Professor Kathleen Pithouse-Morgan of UKZN’s School of Education has been awarded the prestigious SA Education Research Association (SAERA) Research Honours Award for outstanding contributions to educational research in South Africa over a sustained period.
This national award is made annually to an individual or research entity for an extraordinary impact on educational research in the country.
‘The award recognises my work over the past decade in facilitating transdisciplinary self-reflexive research locally and internationally,’ said Pithouse-Morgan. ‘I have collaborated with many other academics to support and guide communities of university educators and postgraduate students interested in enacting self-reflexive methodologies, using creative and participatory approaches.’
Serving as Chair of the American Educational Research Association (AERA) Self-Study of Teacher Education Practices (S-STEP) Special Interest Group (SIG) and Convener of the SAERA Self-Reflexive Methodologies SIG, has allowed Pithouse-Morgan to witness the collective creativity of the global self-reflexive community of scholars. These collaborations have supported and extended her research in professional learning.
In turn, she has a passion for and strong commitment to mentoring newcomers to self-reflexive research.
‘I trust that this award will offer encouragement to other self-reflexive scholars, whether beginners or more experienced, who wish to gain insight into their professional selves and practices using creative approaches,’ she said. ‘The award is a validation of how imaginative inquiry in the company of diverse others can produce new ways of knowing that have significant implications for educational and social change. I am inspired to move forward in opening new spaces for self-reflexive research that can change the status quo for professional knowledge and practice on a global level.’

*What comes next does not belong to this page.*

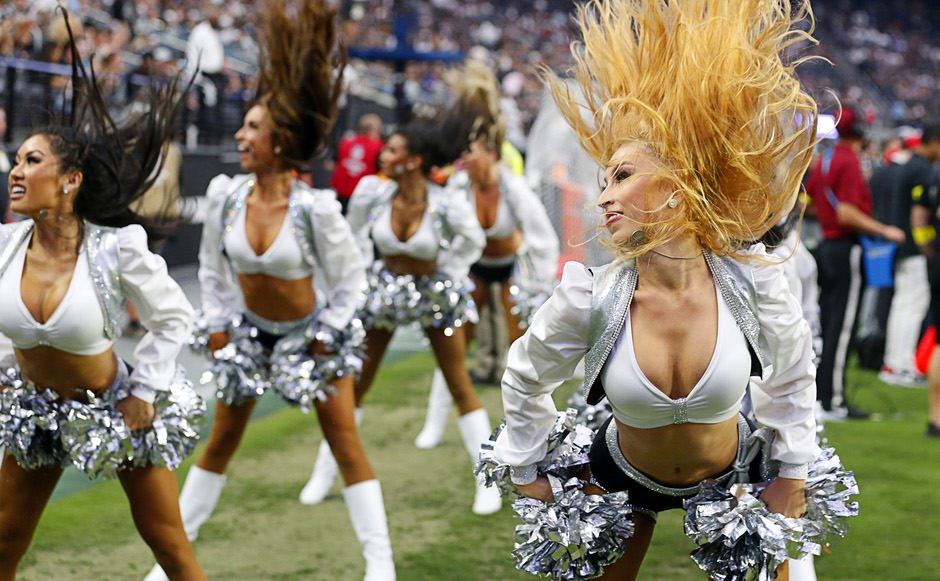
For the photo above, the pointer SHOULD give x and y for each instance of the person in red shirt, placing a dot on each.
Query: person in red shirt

Pithouse-Morgan’s scholarship is in the field of professional learning, with a specific focus on better understanding and supporting teachers as self-directed and self-developing learners. Through the self-reflexive methodologies of self-study research, narrative inquiry, and autoethnography, her work documents and theorises how teachers can gain vital insights into their professional selves and practices – with critical implications for personal-professional growth and social transformation.

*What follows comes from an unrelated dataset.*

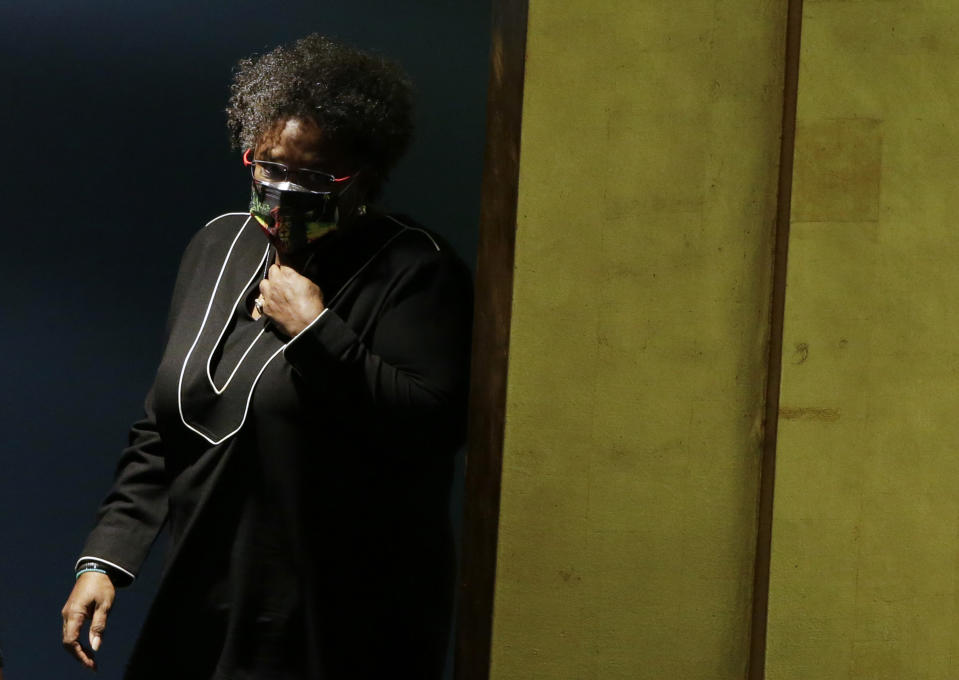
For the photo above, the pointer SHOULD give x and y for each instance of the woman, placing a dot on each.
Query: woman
(298, 438)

Using creative and transdisciplinary approaches, Pithouse-Morgan has collaborated across contexts and continents to study methodological inventiveness in professional learning research. Her academic work has given rise to a unique design of ‘poetic professional learning’ as a literary arts-inspired research mode.
She was recently named as an executive editor of the international and multidisciplinary journal, Teaching and Teacher Education (TATE) – among the first academics from an African university to be appointed to the position on the publication, one of the most prestigious educational research journals globally.
In 2018, Pithouse-Morgan received UKZN’s Distinguished Teachers’ Award and in 2019, was awarded the coveted National Excellence in Teaching and Learning Award by the Council on Higher Education (CHE) and the Higher Education Learning and Teaching Association of Southern Africa (HELTASA).